Beyond Protein Language Models: An Agentic LLM Framework for Mechanistic Enzyme Design
Bruno Jacob, Khushbu Agarwal, Marcel Baer, Peter Rice, Simone Raugei
TL;DR
The paper introduces Genie-CAT, a domain-specific agentic LLM framework that combines retrieval-augmented reasoning, structural analysis, electrostatic calculations via PB/APBS, and a symmetry-aware redox predictor to generate mechanistically grounded hypotheses for metalloprotein design. Using ferredoxins, particularly a 1CLF ferredoxin with two [4Fe–4S] clusters, Genie-CAT demonstrates end-to-end multi-modal reasoning that ties sequence- and environment-level features to predicted redox shifts, achieving rapid hypothesis generation that aligns with expert intuition. The modular architecture supports extension to higher-fidelity simulations and broader cofactor spaces, with the potential to reduce design cycles from days to minutes while increasing interpretability and grounding. Overall, the work showcases how integrating literature grounding, structure-aware analysis, physics-based modeling, and targeted ML predictions in an agentic workflow can transform LLMs into productive partners for computational discovery in protein design.
Abstract
We present Genie-CAT, a tool-augmented large-language-model (LLM) system designed to accelerate scientific hypothesis generation in protein design. Using metalloproteins (e.g., ferredoxins) as a case study, Genie-CAT integrates four capabilities -- literature-grounded reasoning through retrieval-augmented generation (RAG), structural parsing of Protein Data Bank files, electrostatic potential calculations, and machine-learning prediction of redox properties -- into a unified agentic workflow.

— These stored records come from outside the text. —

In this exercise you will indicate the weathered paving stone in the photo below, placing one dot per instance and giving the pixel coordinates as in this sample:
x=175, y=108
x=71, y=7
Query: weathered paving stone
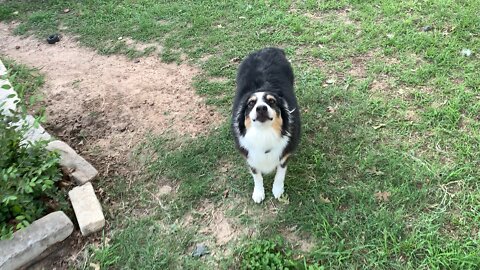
x=30, y=242
x=87, y=209
x=81, y=170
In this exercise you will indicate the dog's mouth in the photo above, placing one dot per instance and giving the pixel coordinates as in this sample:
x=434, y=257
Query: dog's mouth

By coupling natural-language reasoning with data-driven and physics-based computation, the system generates mechanistically interpretable, testable hypotheses linking sequence, structure, and function. In proof-of-concept demonstrations, Genie-CAT autonomously identifies residue-level modifications near [Fe--S] clusters that affect redox tuning, reproducing expert-derived hypotheses in a fraction of the time. The framework highlights how AI agents combining language models with domain-specific tools can bridge symbolic reasoning and numerical simulation, transforming LLMs from conversational assistants into partners for computational discovery.